Molecular orientation and mechanical properties of polymer blends of PBT and a liquid crystalline polyester

Abstract

A thermotropic liquid crystalline polyester (LCP) based on 4-hydroxyacetophenone azine and sebacoyl dichloride was synthesized via a low-temperature solution route. The liquid crystalline polymer was characterized by 1 H-NMR, DSC, GPC, and polarizing microscopy experiments. The LCP was melt-blended with poly(butylene terephthalate) (PBT), followed by the melt-spinning process at take-up speeds ranging from 14 to 50 m/min.
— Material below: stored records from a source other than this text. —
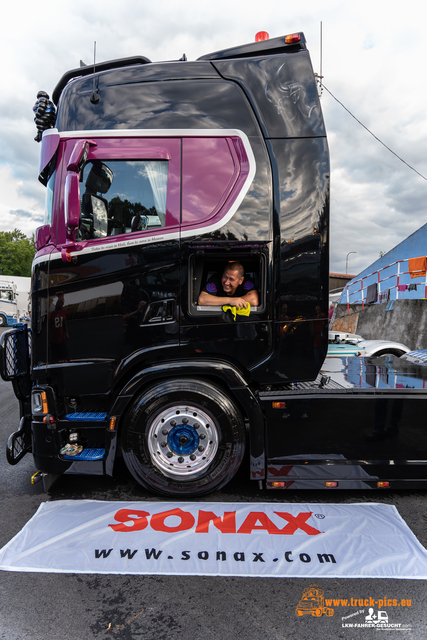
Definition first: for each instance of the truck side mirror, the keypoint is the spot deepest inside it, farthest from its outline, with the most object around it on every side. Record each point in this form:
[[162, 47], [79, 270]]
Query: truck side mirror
[[72, 202], [76, 163], [42, 236]]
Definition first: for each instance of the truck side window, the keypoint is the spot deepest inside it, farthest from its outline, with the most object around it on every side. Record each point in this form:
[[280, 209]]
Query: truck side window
[[122, 196]]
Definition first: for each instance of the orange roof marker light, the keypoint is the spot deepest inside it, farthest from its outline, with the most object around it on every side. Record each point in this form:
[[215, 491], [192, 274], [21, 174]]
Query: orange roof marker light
[[293, 37], [261, 35]]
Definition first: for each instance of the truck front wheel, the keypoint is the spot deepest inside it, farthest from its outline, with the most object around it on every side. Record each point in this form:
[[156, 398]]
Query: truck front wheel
[[183, 438]]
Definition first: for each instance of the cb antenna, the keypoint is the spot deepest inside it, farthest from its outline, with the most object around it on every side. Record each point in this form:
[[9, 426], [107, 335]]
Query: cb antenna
[[95, 97], [319, 76]]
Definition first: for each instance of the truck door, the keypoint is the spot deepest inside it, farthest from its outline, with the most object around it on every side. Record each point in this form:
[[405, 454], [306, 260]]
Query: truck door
[[114, 285]]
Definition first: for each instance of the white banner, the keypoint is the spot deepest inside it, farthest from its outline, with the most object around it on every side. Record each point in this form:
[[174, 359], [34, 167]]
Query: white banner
[[198, 538]]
We analyzed the molecular orientational order of LCP and PBT in as-spun fibers of the LCP/PBT blends by the attenuated total reflection (ATR) FTIR dichroism technique and WAXS. The order parameter (S), representing the molecular orientational order, of LCP in the polyblend fibers increased as the employed LCP amounts and the draw ratio increased. Moreover, the order parameter of PBT in the blends increased dramatically when sufficiently large amounts of LCP (over 50 wt %) were employed, especially for highly drawn fibers, which suggested a considerable miscibility between LCP and PBT. The thermal behavior of the blends investigated by DSC also indicated that the synthesized LCP was miscible, at least partially, with PBT. All these results correlated with the enhancement of mechanical properties observed for higher concentrations of LCP in the blends and for highly drawn samples.